Pour devenir le principal candidat à la gauche du P.S., Jean-Luc Mélenchon a fédéré une partie des « nonistes » du référendum de 2005 sur le traité constitutionnel pour l’Europe et il s’est appuyé sur les forces du Front de gauche – au premier rang desquelles les militants et les instances dirigeantes du Parti communiste français. Dimanche dernier, le 18 mars, date anniversaire du soulèvement de la Commune en 1871, M. Mélenchon a tenu meeting à Paris. Il a invité ses partisans à « reprendre la Bastille », et prophétisé une « révolution citoyenne ». Dans son discours centré sur les institutions et sur le passage à une VIe République, le leader du Front de gauche a multiplié les allusions à l’histoire de France et plus particulièrement à la Révolution française. Prônant une « insurrection civique », M. Mélenchon a conclu son allocution par cette citation de la Constitution de 1793 (qui ne fut jamais appliquée) : « Quand le gouvernement viole les droits du peuple, l'insurrection est pour le peuple (...) le plus sacré des droits et le plus indispensable des devoirs. » Il a à cette occasion renouvelé sa promesse de mettre en place une assemblée constituante en cas de victoire du Front de gauche le 6 mai prochain.

Face à la montée possible du candidat du Front de Gauche, François Hollande a appelé les électeurs à privilégier le « vote efficace » ou « vote victoire ». Il a affirmé : « c'est au premier tour que la dynamique se crée, que les écarts se font. C'est le premier tour qui fait le score du second ». 82 % des électeurs de Jean-Luc Mélenchon se déclarent prêts à voter pour le candidat socialiste le 6 mai, selon un sondage BVA publié vendredi.

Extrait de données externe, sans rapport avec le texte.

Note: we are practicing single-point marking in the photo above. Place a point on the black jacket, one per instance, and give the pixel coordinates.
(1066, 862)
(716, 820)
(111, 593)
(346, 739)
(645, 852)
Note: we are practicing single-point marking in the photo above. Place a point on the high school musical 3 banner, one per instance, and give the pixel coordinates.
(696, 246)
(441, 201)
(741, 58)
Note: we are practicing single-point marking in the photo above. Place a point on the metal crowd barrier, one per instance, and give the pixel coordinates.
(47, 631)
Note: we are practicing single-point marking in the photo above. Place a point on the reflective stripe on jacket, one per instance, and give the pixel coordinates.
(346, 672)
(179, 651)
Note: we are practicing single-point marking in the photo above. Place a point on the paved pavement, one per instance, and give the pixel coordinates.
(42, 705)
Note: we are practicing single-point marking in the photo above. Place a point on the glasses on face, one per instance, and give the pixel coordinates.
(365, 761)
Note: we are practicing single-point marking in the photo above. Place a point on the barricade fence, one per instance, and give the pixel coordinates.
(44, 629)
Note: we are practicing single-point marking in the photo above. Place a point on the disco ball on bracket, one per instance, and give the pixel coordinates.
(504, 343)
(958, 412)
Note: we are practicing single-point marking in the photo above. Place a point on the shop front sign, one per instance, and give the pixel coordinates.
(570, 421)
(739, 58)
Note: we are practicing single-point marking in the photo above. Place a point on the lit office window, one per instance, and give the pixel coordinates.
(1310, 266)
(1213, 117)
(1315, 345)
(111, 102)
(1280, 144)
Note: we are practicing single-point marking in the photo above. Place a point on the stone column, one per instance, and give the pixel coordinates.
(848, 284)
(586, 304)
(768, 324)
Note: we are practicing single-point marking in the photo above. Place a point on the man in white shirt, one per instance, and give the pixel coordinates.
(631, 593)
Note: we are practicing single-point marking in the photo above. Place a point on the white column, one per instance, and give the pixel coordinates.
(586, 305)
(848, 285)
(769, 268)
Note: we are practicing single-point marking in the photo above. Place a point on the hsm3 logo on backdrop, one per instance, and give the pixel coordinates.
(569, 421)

Pour Pierre Laurent, secrétaire national du Parti communiste français, après le succès de la manifestation de dimanche dernier, « le centre de gravité de la campagne (s’est) déplacé ». Jean-Pierre Raffarin a déclaré le 18 mars : « la campagne à gauche va dériver vers la gauche plutôt que vers le centre. De plus en plus, M. Mélenchon va peser (...), ce qui va libérer les terres du centre ».

Les Verts semblent craindre qu’un succès de M. Mélenchon ne remette en cause l’accord électoral qu’ils ont signé en novembre dernier avec le PS. Noël Mamère a déclaré au lendemain du meeting du Front de gauche : « Les amis de Jean-Luc Mélenchon et Pierre Laurent, pris par le vertige des cimes, risquent de faire monter les enchères ». La porte-parole du Front de gauche, Clémentine Autain, considère que : « Le PS ( …) avait mis (son mouvement) dans le pré carré de l'extrême gauche. Avec un score à deux chiffres, on est devenu une épine politique pour (lui) ».

Invités :

Max GALLO, romancier et historien

Eric LE BOUCHER, directeur de la rédaction d’Enjeux-Les Echos, éditorialiste du site Slate.fr

Thierry PECH, directeur de la rédaction d’Alternatives économiques

Brèves :

  • François Dufour, DSK, 16 mai 2011. Dans les coulisses du tribunal de New York (KatouMalou, 2012)

  • Eric Fottorino, Mon tour du monde (Gallimard, 2012)

  • Jean-Hervé Lorenzi, Jacques Pelletan, Alain Villemeur, Rajeunissement et vieillissement de la France. Une politique économique pour la jeunesse (Descartes et Cie, 2012)

  • Polémique autour du site de la bataille d’Alésia : alors qu’un « MuséoParc » a été inauguré à Alise Sainte-Reine (Côte d’Or), des historiens plaident pour la relocalisation du site dans le Jura, à Chaux-des-Crotenay, sur la plaine de Syam.